Monday, July 16, 2007

Word Fossils -- A Statistical Fantasy

We started getting cable television at our home just a few months ago. I never got much opportunity to watch any of the cable shows in the past, so I’ve watched it pretty intently for a while now. One series that fascinates me is Mythbusters on the Discovery Channel. These people are real scientists! They are amazingly resourceful, appropriately skeptical, knowledgeable and very funny. I particularly liked the show where they tried to read recorded sound off of a ceramic pot. The spectacle of the crew shouting through a phonograph horn into a lump of clay was so much better than anything on the Comedy Channel. The story behind the scene was even more intriguing.
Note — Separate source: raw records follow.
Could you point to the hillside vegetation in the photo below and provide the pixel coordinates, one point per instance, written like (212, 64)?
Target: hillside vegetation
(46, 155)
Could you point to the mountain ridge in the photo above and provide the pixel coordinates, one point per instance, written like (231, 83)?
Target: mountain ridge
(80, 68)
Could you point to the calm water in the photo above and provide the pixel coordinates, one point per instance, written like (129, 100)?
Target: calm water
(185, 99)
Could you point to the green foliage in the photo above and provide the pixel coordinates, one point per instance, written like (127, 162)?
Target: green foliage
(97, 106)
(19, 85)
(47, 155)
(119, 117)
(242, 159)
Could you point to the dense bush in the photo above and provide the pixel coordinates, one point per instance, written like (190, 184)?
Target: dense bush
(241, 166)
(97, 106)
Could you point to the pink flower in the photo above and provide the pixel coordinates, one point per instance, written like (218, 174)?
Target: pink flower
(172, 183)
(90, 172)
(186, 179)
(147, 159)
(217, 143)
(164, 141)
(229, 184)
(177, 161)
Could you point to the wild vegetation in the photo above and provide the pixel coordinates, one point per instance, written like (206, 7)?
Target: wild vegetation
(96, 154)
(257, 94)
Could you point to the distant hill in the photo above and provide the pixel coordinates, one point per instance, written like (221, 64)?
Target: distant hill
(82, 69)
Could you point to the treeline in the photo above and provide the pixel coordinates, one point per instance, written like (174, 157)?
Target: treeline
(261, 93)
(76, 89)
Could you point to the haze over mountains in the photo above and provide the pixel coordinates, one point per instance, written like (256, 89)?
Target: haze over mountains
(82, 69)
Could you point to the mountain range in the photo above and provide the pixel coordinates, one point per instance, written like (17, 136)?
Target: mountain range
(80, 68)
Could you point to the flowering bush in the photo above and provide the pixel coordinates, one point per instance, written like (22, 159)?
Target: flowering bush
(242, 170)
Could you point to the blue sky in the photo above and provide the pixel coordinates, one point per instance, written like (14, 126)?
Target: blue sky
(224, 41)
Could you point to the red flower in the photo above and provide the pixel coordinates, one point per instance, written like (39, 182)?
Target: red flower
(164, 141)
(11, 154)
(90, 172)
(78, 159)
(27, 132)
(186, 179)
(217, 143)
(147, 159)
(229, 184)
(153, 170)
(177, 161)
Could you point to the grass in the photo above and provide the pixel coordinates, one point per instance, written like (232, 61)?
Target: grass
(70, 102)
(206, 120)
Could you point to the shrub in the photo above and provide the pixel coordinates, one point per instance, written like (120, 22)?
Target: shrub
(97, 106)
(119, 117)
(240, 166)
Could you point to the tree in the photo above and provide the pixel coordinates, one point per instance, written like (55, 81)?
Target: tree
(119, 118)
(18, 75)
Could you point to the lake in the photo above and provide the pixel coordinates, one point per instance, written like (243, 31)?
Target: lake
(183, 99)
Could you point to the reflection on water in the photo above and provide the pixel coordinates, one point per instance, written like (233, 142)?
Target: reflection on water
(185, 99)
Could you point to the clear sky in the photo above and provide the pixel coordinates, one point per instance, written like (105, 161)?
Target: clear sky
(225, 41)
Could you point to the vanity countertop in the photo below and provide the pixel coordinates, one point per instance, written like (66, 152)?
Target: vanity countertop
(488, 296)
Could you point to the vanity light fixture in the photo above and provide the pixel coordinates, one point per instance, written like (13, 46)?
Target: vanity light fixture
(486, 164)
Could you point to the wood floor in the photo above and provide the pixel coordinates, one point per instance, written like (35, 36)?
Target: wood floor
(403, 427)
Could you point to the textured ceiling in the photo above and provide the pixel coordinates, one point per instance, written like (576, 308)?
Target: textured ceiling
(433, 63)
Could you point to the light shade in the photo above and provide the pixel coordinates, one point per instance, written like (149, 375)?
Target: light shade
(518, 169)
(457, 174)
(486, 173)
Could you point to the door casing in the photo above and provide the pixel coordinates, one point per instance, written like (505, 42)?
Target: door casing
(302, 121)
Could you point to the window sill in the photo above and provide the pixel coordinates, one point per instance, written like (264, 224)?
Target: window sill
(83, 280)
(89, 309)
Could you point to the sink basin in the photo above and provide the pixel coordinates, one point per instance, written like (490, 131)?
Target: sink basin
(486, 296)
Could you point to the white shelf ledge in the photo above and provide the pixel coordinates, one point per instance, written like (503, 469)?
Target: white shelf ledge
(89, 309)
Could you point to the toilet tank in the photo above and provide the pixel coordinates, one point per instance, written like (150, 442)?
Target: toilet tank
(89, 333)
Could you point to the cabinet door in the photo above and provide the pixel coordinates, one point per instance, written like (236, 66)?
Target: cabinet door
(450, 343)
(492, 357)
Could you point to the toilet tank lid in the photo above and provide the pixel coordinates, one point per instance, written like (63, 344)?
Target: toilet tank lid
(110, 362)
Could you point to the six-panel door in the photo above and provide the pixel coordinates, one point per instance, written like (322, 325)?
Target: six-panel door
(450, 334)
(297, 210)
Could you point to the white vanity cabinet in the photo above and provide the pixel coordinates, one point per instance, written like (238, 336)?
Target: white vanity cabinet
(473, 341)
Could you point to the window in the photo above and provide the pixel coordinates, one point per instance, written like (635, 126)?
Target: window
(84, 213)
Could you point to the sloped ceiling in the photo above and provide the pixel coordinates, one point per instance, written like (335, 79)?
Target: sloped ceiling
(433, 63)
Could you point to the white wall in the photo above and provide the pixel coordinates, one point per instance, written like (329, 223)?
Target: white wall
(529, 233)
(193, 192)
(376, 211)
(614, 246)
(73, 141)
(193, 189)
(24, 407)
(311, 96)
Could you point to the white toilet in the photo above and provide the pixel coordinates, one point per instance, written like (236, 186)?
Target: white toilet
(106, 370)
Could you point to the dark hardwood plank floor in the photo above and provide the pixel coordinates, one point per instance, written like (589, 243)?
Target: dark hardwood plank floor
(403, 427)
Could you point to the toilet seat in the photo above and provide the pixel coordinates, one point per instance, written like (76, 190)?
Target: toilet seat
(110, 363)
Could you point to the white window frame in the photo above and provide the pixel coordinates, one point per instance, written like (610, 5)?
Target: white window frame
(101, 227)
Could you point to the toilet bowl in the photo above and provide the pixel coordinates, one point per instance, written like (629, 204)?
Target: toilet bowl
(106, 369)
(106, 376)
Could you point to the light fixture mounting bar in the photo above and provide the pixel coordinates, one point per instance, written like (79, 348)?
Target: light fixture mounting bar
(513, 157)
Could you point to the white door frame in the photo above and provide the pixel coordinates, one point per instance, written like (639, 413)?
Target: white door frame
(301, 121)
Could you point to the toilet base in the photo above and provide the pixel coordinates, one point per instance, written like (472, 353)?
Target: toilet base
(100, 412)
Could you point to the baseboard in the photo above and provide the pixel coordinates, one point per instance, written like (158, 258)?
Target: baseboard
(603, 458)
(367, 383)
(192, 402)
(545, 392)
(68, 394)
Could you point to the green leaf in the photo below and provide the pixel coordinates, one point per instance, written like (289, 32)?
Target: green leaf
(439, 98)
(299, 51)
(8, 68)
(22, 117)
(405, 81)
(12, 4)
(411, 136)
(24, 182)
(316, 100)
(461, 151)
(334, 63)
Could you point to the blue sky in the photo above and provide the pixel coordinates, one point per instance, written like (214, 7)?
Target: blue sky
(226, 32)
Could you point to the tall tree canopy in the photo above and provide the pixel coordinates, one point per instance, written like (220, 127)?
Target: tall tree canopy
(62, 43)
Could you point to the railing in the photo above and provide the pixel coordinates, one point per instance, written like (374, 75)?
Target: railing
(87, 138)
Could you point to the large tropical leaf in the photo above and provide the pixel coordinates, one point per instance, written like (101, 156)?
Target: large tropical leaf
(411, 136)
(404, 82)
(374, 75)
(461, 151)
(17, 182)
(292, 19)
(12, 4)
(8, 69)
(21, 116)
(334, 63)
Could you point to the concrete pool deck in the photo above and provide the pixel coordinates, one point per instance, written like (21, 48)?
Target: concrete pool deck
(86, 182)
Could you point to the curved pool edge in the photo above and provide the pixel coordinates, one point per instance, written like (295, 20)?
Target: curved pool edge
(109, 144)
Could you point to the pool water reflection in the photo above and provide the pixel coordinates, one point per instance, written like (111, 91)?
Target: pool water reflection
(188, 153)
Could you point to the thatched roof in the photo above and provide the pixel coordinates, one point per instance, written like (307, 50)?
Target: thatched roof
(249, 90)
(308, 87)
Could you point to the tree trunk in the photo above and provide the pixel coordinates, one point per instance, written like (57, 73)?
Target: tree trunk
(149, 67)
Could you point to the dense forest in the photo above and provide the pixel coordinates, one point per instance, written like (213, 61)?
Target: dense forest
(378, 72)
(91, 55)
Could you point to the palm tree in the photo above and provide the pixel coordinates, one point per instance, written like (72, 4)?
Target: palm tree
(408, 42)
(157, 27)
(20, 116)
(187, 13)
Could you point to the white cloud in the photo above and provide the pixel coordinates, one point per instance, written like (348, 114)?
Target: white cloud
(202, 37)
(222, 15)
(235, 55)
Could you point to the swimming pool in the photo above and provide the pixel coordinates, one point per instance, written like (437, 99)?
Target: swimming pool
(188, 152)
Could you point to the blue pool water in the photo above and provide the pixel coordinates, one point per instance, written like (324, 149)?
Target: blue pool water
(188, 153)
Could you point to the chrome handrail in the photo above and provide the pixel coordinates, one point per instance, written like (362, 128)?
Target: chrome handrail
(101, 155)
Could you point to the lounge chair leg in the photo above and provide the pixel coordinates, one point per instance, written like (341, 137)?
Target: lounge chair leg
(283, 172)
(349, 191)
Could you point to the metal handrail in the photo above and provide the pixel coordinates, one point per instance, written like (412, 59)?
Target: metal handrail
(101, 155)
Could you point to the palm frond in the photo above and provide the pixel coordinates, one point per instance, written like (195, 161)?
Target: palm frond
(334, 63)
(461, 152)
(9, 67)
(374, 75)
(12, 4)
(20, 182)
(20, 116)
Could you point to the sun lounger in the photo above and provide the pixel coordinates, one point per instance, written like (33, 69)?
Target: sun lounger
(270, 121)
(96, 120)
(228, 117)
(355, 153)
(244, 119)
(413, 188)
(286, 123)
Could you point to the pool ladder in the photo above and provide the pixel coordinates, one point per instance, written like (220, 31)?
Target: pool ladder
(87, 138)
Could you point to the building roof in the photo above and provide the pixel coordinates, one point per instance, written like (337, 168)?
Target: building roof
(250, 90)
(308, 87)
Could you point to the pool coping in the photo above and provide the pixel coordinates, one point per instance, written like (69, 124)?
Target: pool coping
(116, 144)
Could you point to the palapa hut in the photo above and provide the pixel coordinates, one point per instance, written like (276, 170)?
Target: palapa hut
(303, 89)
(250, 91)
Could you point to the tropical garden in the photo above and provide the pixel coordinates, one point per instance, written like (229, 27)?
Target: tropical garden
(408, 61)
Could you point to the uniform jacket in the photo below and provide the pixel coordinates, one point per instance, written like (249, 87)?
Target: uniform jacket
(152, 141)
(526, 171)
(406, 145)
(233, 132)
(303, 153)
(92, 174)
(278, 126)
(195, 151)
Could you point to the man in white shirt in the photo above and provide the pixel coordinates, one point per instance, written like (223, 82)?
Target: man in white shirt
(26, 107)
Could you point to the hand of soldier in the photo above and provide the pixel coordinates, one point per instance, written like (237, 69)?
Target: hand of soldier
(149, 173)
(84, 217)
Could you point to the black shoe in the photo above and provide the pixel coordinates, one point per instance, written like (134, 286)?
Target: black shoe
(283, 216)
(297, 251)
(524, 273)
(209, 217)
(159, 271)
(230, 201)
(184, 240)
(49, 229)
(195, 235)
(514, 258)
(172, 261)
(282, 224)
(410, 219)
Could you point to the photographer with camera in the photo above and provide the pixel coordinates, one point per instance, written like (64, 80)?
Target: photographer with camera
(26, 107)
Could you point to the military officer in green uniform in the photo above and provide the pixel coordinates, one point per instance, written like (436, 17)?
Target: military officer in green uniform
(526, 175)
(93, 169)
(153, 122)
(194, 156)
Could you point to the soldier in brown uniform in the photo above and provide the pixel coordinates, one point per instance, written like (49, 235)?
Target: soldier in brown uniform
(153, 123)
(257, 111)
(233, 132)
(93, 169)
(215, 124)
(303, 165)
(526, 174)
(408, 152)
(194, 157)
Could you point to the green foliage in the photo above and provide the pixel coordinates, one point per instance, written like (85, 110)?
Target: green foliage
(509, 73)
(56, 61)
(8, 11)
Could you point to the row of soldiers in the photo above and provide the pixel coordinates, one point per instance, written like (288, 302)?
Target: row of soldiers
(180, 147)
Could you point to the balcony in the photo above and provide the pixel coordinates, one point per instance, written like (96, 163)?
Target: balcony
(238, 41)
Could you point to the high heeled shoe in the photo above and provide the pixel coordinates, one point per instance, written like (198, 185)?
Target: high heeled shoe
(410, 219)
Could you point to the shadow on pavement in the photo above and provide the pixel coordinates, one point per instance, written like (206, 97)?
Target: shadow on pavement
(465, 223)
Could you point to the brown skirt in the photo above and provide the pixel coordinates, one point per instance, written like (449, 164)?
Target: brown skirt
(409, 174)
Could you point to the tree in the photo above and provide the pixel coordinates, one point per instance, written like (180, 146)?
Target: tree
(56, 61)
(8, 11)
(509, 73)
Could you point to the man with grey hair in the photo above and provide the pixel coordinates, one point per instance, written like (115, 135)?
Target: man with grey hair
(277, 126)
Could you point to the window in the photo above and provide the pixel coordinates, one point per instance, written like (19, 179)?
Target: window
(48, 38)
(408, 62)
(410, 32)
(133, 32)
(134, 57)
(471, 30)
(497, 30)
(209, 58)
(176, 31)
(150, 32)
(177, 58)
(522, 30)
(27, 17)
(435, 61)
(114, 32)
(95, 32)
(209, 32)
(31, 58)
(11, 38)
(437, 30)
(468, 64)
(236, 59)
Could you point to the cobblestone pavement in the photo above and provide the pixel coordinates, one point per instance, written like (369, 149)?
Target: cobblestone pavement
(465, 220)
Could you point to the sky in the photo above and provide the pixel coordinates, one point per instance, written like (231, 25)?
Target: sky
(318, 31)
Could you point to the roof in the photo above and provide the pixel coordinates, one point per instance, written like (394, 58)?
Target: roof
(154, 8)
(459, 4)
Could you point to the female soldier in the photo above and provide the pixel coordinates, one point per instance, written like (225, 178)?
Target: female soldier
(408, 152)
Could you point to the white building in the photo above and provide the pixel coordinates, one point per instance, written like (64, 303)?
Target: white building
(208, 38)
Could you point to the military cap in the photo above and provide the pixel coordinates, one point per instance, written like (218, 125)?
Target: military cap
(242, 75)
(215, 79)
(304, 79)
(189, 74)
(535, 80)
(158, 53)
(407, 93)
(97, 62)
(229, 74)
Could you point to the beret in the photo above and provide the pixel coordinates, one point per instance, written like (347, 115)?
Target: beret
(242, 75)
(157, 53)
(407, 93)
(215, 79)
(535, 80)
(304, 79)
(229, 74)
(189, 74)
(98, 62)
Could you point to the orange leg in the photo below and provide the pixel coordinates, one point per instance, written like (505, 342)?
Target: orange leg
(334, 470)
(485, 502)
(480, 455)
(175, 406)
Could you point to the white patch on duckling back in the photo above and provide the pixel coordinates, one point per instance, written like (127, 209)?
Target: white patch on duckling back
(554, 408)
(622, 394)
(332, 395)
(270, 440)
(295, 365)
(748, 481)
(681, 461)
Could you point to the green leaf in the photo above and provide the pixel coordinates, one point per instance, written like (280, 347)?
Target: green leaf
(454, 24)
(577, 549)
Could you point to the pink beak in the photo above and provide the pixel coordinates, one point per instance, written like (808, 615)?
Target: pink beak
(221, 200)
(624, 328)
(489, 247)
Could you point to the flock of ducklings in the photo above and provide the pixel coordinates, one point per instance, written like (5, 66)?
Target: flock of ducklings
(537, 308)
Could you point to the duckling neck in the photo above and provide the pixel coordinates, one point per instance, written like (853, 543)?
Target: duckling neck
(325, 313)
The suggestion had been made that sound recordings would be naturally embedded by a potter applying tools to the surface of the wet clay as it rotates on the potter’s wheel, analogous in principle to an Edison phonograph, I suppose. The tool would vibrate and the vibration would leave a mark. The mark could theoretically be interpreted to reconstruct the original sound. Old pots could be made to give up the words of the dead. Even the audio track of the life of Jesus might be recovered if a potter had been nearby, in Jerusalem perhaps, inadvertently pressing His words into the stoneware.

Now, by my way of thinking, the physics of the situation is undeniable. Everything in the environment is going to effect that wet clay. We should be able to pick up that sound. Based on the historical analysis of potsherds, pebbles and ash we have reconstructed entire civilizations and chronicled the oft repeated Fall of Troy. The wet clay should record the nature of the tools, the chemistry of glaze, the location, the temperature, the humidity, the firing fuel, the fact that the potter was a big left-handed galoot with a sore tooth and even note the presence of a nearby supernova in a northern constellation. Of course vibrations in the air will effect the clay! So why couldn’t the Mythbusters team retrieve the sound?

Well, maybe they weren’t trying hard enough. But the fact is that, assuming it’s possible, it’s not going to be easy. Edison himself was famous for his persistence, and he only succeeded because he was controlling all the variables. We forget how hard it is to do something for the first time.

--------------------------------------------

If I were going to attempt it, how would I approach the problem of interpreting a pot? First I would forget about all the mechanical nonsense and treat it as a data source. Laser scan the whole thing, CAT scan it, whatever, to get a data-rich digital map of the surface, and maybe the interior as well. I’m imagining that these scans come in as bit maps where each digital point is a 3D address with sensor measurements associated with that point. I imagine also that the preprocessing provided by the scanning equipment retains only the significant points, employing massive computing power to whittle down the 3D space into a 3D form. Nevertheless, from the resolution that these images have, I’m guessing that there would be a tremendous amount of data. I don’t think I’d manage it on my PC, so I’d have to have access to some specialized computing power. (Maybe I’m underestimating today’s PCs.) Then, being of a statistical bent, I would take a random sample of the surface points, something large but reasonable.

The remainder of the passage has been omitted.